These little beasts are definitely noctornal and wild. They only drink water and eat raw meat. We hope to coax their civil side to come out soon. We've since hired another worker just for the night shift to keep them happy. Oh yeah, and we've had to up the insurance plan should any skin be broken because of them biting anyone.










Saba









Tigress









Okay so I know they're not that scary or Halloween themed but I've been itching to create a pair like this!


----------



## Plastic Ninja (Sep 30, 2010)

I like it. Given the right context they could be scary. Like in a cage with a piece of raw meat.

Epicness regardless of context.


----------



## Dark Angel 27 (Sep 11, 2008)

glad to know someone thought they were cool


----------



## scareme (Aug 29, 2006)

I really like this idea! I'm already picking up dolls for my 2012 haunt and I'd like to borrow this idea. I like the idea of putting them in a cage too.


----------



## RoxyBlue (Oct 6, 2008)

Now the kids in the orphanage have pets to play with


----------



## Dark Angel 27 (Sep 11, 2008)

thanks scareme and roxy! i guess i'll give the cage a serious thought. maybe i can pick one up in a few months or so.

scareme, i would really love to see your spin on this idea!


----------



## Frighteners Entertainment (Jan 24, 2006)

their eyes are just creepy!!


----------



## Dark Angel 27 (Sep 11, 2008)

thanx FE!


----------



## Haunted Bayou (Feb 16, 2007)

eww that one on the left has eyes that look real.


----------



## daBOOhouse (Aug 4, 2010)

Snag a couple of cat/dog carriers at garage sales. They usually run $5 or less. Maybe put a bumbleball in them and add a sound track and you could put the fear of mutant babies in some kiddos...


----------



## Dark Angel 27 (Sep 11, 2008)

i went garage selling with my sis last week and we didn't come across any. i'm looking for soem though...and a bumble ball...now that's an idea!

out of curiousilty, what part of town do you live in?


----------



## fick209 (Aug 31, 2009)

I like both of these, but Saba is my favorite of the two. He has a menacing, wild look to him. Great job on both!


----------



## Dark Angel 27 (Sep 11, 2008)

thank you fic!


----------



## daBOOhouse (Aug 4, 2010)

I'm NWW over by Sea World. I had several carriers but ended up getting rid of them. Was going to creep-em-up and maybe make one seem like it's got a rabid animal in it but they ended up being more in the way than useful. Keep your eyes open when hitting the garage sales/rummage sales/etc... Lots of good stuff to be found.

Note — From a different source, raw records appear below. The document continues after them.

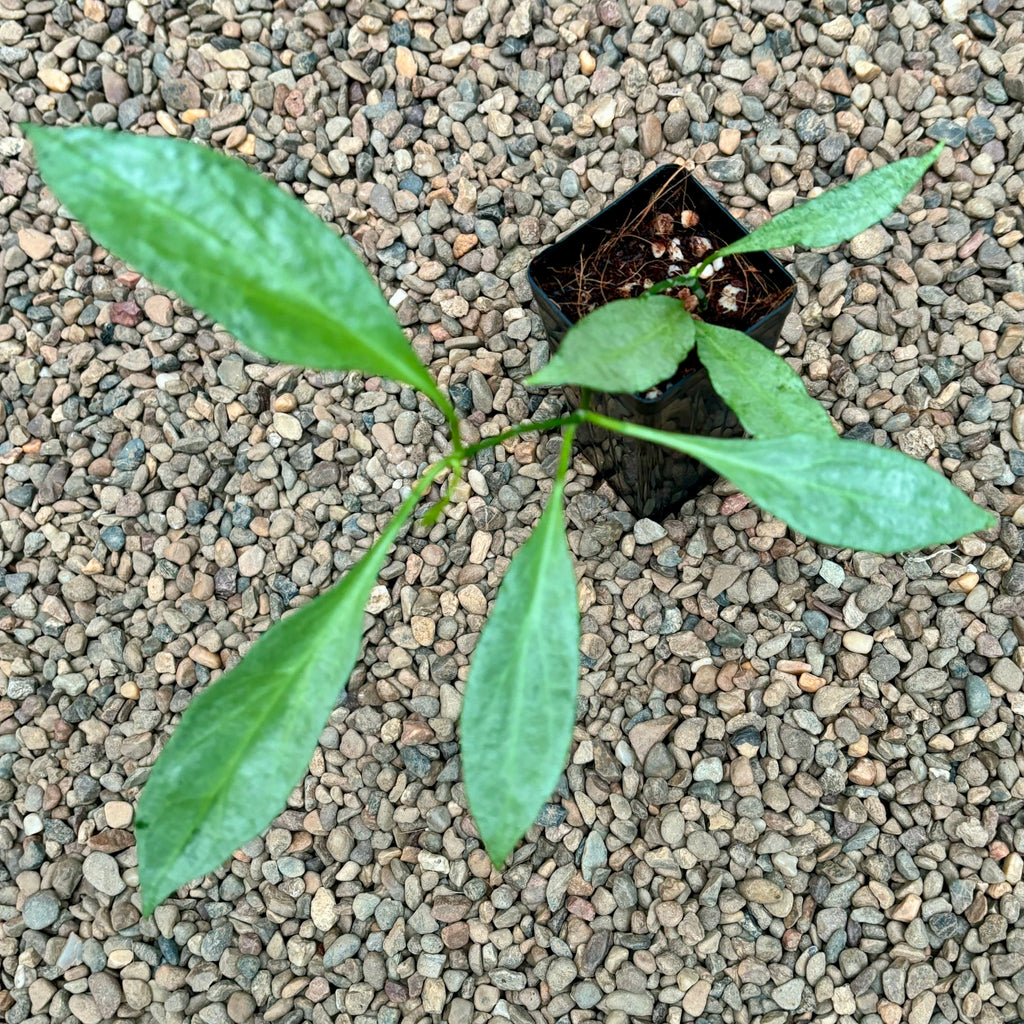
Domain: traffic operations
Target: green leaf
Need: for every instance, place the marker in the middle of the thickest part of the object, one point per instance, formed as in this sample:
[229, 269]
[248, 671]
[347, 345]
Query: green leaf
[846, 494]
[245, 742]
[761, 388]
[231, 244]
[519, 707]
[628, 345]
[840, 213]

Maybe sometime near All Hallows Eve, we can start our own make-n-takes. If nothing else, just to hang and swap ideas.


----------



## Dark Angel 27 (Sep 11, 2008)

so i took you guy's ideas and ran with it....i discovered the kennel, my sister had stored in the shed outback, so i took it and with my neice/minion's help painted it up and then added my strobelight. I have yet to find a piece of meat but i'll keep looking.






what to yall think?


----------



## Dark Angel 27 (Sep 11, 2008)

daBOOhouse said:


> I'm NWW over by Sea World. I had several carriers but ended up getting rid of them. Was going to creep-em-up and maybe make one seem like it's got a rabid animal in it but they ended up being more in the way than useful. Keep your eyes open when hitting the garage sales/rummage sales/etc... Lots of good stuff to be found.
> 
> Maybe sometime near All Hallows Eve, we can start our own make-n-takes. If nothing else, just to hang and swap ideas.

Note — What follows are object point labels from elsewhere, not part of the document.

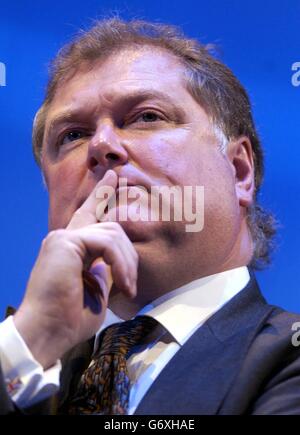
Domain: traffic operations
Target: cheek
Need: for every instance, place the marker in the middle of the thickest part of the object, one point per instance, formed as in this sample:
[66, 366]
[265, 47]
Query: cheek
[64, 181]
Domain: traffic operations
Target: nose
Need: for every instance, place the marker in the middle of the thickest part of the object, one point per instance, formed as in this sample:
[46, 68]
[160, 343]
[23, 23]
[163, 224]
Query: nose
[106, 149]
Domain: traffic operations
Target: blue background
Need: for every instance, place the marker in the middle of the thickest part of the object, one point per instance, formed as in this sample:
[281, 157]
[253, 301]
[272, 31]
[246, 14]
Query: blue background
[259, 40]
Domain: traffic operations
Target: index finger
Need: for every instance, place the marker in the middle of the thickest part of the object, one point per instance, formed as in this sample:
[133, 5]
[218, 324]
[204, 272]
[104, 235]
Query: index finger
[86, 214]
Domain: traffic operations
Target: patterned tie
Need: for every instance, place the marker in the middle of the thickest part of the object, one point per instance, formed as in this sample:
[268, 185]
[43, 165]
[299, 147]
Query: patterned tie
[104, 386]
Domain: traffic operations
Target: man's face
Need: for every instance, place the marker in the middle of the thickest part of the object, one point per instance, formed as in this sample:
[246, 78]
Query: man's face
[132, 113]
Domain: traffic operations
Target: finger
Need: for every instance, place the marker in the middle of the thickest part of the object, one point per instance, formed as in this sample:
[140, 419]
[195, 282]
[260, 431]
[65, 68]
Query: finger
[87, 213]
[98, 242]
[126, 247]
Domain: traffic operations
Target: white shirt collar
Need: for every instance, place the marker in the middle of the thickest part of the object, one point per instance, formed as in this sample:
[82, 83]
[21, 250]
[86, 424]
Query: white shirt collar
[185, 309]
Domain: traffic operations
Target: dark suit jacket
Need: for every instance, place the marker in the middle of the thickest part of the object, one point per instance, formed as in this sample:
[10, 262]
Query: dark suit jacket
[241, 361]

that's way on the other side of town...lol, still i'll see what i can do!


----------



## CreeepyCathy (Mar 28, 2009)

GREAT job on those! Tigress is my fav.


----------



## Dark Angel 27 (Sep 11, 2008)

thanks Cathy!


----------



## RoxyBlue (Oct 6, 2008)

Something about a strobe light that takes a setting from cute to creepy


----------